Tesla AI Day  特斯拉人工智能日

Deep Understanding Tesla FSD Part 1: HydraNet

From Theory to Reality, Analyze the Evolution of Tesla Full Self-Driving

11 min readOct 18, 2021

From Tesla AI Day

Almost a month ago Tesla hosted Tesla AI Day. In this event, Tesla introduced AI & autopilot completely and in detail for the first time.

As an AI practitioner, especially if you focus on the autonomous driving domain, you should study the first part of Tesla AI Day. A few weeks after the event, I reviewed the video “frame by frame”, searched, downloaded, read all the papers involved in the video, and took a lot of notes. Gradually, I outlined the architecture of Tesla’s FSD.

Next, I will try to explore how Tesla fulfilled its promise of artificial intelligence & autopilot from the perspective of a software engineer.

Before starting, please think about a question with me. If you act as Sr. Director of Tesla AI and lead AI Team, how will you achieve autonomous driving?

Cameras, Lidars, Machine Learning, Neural Network, Maps, HD Maps, Papers, Labels, Training, Testing, DataSets, Planning, Security, Chips, CPUs, GPUs, Mass Data Traning, ethics of AI…, all these things suddenly flooded my brain. The conclusion is that this is a mission impossible for me.

Let’s take a look at Tesla’s solution.

  1. How Do We Make A Car Autonomous?
  2. How Do We generate training data?
  3. How Do we run it in the car?
  4. How Do we iterate quickly?

In AI Day, Andrej Karpathy, the Sr. Director of Tesla AI, and his colleagues, Ashok Elluswamy, Milan Kovac, showed us their solutions around these four questions.
在 AI Day 上,特斯拉 AI 高级总监Andrej Karpathy和他的同事Ashok ElluswamyMilan Kovac向我们展示了他们围绕这四个问题的解决方案。

How Do We Make A Car Autonomous?

Basic Capacity: Vision

First look at the clip below, this is the final result of Tesla Vision in the current version. The 8 cameras(Left) around vehicle generate 3-Dimensional “Vector Space” (Right)through Neural Networks, which represents everything you need for driving, such as lines, edges, curbs, traffic signs, traffic lights, cars; and positions, orientations, depth, velocities of cars.

From: Tesla

The original design was inspired by the study of human or animal vision.

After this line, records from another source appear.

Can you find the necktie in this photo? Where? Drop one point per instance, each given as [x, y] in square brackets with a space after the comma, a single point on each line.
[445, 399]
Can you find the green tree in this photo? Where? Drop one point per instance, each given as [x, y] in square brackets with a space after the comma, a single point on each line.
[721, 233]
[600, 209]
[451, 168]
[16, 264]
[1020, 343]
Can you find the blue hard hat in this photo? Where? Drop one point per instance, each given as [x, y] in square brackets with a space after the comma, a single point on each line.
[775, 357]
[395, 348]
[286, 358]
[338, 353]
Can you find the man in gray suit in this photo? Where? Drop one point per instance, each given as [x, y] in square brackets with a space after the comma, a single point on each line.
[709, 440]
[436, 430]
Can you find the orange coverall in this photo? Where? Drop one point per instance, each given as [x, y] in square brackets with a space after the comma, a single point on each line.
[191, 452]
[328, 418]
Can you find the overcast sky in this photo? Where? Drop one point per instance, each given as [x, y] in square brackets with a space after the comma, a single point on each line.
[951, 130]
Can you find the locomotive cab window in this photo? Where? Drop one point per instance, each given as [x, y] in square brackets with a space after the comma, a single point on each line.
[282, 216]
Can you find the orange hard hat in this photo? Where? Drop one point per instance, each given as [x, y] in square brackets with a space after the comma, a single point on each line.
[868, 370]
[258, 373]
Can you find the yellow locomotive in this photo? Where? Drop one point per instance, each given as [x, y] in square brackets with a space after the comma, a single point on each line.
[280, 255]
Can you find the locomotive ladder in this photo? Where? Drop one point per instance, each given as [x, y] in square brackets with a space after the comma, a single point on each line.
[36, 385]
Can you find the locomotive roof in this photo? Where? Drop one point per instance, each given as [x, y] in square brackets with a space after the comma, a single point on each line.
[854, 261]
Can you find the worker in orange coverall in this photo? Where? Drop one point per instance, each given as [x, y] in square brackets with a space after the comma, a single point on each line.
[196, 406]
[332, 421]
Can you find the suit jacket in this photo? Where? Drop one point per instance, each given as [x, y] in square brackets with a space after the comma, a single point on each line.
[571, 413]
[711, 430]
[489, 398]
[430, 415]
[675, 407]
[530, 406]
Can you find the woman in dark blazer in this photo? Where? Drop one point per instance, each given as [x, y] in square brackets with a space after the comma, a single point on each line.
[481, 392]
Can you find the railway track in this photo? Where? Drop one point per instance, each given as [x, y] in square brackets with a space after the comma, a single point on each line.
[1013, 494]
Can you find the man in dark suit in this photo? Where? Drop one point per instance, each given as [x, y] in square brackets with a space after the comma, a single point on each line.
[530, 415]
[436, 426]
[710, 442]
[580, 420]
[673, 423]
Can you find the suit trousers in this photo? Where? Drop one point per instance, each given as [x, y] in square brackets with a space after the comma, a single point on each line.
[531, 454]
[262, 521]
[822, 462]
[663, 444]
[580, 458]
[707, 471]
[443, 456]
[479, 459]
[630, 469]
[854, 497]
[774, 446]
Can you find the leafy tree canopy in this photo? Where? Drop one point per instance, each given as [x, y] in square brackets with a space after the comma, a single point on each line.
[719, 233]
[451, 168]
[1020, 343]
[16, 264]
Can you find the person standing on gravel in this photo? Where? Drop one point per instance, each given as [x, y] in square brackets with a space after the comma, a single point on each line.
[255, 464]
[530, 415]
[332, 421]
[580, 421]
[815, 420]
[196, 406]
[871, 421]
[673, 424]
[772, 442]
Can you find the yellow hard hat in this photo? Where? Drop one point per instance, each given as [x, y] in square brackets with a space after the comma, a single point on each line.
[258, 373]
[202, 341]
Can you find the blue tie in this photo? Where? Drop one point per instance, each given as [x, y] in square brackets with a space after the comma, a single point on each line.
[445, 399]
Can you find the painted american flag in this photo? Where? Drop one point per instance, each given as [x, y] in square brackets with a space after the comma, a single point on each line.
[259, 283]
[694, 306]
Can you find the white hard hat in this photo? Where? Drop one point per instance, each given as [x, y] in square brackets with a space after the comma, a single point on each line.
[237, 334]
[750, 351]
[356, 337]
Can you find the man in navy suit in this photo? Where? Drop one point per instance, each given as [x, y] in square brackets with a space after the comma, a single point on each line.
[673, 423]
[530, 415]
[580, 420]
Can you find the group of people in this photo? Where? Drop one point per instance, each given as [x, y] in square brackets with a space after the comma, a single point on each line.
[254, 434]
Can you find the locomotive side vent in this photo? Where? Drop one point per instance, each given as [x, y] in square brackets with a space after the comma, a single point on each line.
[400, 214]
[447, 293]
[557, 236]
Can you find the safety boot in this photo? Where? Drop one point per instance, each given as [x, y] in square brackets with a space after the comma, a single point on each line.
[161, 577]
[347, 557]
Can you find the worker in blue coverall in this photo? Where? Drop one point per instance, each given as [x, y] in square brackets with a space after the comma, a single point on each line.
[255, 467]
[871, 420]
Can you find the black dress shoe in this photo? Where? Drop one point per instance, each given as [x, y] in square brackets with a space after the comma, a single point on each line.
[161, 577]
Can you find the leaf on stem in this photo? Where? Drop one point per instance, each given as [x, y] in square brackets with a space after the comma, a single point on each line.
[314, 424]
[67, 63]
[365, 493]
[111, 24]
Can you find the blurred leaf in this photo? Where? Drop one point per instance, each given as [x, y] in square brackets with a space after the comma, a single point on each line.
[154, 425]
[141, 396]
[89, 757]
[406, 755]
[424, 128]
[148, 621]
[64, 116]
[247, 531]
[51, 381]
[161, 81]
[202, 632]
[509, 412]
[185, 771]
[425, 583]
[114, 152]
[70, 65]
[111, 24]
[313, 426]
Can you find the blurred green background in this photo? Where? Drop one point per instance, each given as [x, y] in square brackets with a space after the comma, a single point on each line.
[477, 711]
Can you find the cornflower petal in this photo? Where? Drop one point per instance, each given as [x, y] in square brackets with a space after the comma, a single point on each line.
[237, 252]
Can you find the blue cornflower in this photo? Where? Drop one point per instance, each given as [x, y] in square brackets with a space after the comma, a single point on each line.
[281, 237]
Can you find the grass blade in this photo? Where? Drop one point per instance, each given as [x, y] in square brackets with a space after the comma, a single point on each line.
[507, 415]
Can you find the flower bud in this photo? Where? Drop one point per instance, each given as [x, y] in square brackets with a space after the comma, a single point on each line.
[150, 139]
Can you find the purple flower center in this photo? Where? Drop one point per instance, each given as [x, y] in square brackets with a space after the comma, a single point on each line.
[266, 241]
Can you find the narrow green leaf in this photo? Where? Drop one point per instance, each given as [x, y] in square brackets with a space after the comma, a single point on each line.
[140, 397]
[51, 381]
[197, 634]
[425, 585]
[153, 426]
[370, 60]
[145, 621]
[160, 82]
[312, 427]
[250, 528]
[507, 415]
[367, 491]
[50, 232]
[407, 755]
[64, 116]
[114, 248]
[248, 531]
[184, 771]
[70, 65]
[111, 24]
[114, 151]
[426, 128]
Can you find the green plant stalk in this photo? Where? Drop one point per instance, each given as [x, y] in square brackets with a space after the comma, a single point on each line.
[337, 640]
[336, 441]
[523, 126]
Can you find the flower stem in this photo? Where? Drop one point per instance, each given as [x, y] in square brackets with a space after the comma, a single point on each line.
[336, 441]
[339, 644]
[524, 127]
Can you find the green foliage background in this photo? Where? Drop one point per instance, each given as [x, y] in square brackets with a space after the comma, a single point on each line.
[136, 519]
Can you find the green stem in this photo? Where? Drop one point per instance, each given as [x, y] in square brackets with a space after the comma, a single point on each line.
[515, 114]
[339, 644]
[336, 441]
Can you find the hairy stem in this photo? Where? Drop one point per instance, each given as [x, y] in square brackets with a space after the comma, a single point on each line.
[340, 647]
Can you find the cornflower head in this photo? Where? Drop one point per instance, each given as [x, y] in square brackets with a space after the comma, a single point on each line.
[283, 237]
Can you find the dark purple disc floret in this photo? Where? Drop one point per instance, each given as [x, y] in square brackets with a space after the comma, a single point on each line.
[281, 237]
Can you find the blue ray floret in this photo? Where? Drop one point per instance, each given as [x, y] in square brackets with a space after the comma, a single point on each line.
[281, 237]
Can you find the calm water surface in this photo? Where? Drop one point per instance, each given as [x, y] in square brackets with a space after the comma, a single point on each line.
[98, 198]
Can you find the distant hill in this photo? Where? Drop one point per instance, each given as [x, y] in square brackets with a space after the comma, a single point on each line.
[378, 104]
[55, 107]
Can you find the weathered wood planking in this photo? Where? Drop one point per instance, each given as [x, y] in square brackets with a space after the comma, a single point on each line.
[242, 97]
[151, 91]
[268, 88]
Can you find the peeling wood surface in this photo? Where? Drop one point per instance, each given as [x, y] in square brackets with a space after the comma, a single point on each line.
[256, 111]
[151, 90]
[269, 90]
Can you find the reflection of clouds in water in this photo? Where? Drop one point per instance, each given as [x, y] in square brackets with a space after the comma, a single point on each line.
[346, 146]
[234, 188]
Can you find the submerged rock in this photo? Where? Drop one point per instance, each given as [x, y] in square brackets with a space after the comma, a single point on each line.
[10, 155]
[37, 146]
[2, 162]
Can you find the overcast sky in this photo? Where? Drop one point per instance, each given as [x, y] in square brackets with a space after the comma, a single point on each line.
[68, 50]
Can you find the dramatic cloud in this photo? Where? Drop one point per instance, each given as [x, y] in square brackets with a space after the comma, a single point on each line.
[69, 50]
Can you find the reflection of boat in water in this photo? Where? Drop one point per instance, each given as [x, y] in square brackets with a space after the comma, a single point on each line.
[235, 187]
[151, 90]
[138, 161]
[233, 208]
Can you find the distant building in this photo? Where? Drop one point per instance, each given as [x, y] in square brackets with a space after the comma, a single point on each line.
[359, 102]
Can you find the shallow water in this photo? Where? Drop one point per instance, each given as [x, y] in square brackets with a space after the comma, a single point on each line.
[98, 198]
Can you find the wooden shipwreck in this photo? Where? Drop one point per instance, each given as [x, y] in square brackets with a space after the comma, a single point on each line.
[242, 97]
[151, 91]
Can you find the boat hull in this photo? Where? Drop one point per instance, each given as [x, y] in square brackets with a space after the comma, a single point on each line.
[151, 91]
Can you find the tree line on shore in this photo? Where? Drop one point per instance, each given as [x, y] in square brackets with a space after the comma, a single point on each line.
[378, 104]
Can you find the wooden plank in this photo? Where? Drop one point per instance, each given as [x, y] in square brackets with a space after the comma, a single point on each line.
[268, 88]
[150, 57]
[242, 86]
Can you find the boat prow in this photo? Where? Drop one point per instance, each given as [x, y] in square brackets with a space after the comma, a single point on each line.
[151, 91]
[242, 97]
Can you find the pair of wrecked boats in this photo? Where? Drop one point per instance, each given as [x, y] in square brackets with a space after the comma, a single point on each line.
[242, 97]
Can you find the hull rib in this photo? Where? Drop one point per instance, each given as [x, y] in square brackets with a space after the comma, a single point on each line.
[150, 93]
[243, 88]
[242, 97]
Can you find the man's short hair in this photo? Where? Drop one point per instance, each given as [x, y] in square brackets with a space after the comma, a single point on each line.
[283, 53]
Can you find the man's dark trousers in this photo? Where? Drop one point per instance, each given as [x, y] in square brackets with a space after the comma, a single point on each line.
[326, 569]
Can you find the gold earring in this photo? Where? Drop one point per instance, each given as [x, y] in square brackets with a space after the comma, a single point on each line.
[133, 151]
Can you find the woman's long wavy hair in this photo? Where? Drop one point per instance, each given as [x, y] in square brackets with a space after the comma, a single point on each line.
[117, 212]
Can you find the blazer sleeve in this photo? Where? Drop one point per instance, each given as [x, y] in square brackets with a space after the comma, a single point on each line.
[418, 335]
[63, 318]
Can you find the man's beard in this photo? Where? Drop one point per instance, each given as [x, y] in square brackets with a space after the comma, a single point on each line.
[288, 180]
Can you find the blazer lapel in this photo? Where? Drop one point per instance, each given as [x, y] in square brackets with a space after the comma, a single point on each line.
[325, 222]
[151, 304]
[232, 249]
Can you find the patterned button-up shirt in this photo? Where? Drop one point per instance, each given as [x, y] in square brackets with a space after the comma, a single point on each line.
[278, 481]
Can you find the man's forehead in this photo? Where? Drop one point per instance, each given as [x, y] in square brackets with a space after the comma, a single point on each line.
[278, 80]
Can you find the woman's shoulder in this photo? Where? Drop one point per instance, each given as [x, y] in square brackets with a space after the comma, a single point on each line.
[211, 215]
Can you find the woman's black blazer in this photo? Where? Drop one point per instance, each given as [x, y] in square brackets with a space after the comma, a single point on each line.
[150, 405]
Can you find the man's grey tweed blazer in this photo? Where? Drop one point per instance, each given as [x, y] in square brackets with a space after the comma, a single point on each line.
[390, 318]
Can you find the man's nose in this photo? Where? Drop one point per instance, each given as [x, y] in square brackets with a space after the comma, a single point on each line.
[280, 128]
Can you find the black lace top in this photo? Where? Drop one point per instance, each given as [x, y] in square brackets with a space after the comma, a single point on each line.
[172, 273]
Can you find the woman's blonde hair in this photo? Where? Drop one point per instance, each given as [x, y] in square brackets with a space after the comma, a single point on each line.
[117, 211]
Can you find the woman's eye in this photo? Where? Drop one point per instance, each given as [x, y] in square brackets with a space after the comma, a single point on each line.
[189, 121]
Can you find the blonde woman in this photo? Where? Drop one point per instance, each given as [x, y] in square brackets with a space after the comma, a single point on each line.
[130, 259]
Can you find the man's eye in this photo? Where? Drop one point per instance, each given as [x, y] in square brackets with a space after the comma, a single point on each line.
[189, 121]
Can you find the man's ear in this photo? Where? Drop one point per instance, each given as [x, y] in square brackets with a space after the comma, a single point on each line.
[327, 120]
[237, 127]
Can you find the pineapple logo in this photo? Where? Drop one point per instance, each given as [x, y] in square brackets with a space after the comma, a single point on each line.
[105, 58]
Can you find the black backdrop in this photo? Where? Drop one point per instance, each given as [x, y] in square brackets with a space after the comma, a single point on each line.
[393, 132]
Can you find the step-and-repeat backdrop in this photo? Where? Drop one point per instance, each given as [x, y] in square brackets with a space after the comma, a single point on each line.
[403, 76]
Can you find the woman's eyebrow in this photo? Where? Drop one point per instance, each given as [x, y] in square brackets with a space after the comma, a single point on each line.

Figure 1. From Tesla  图1。来自特斯拉

The three small images in the above picture show how the human and the primate(macaques, right image) cerebral cortex process vision. After the information hits the retina, it goes through a number of areas, streams, and layers of the cerebral cortex, finally form a biological vision. These areas and organs included: Optic chiasm, the lateral geniculate nucleus(LGN), the primary visual cortex (V1), Extrastriate cortex (V2, V3, V4…), inferior temporal area, and so on.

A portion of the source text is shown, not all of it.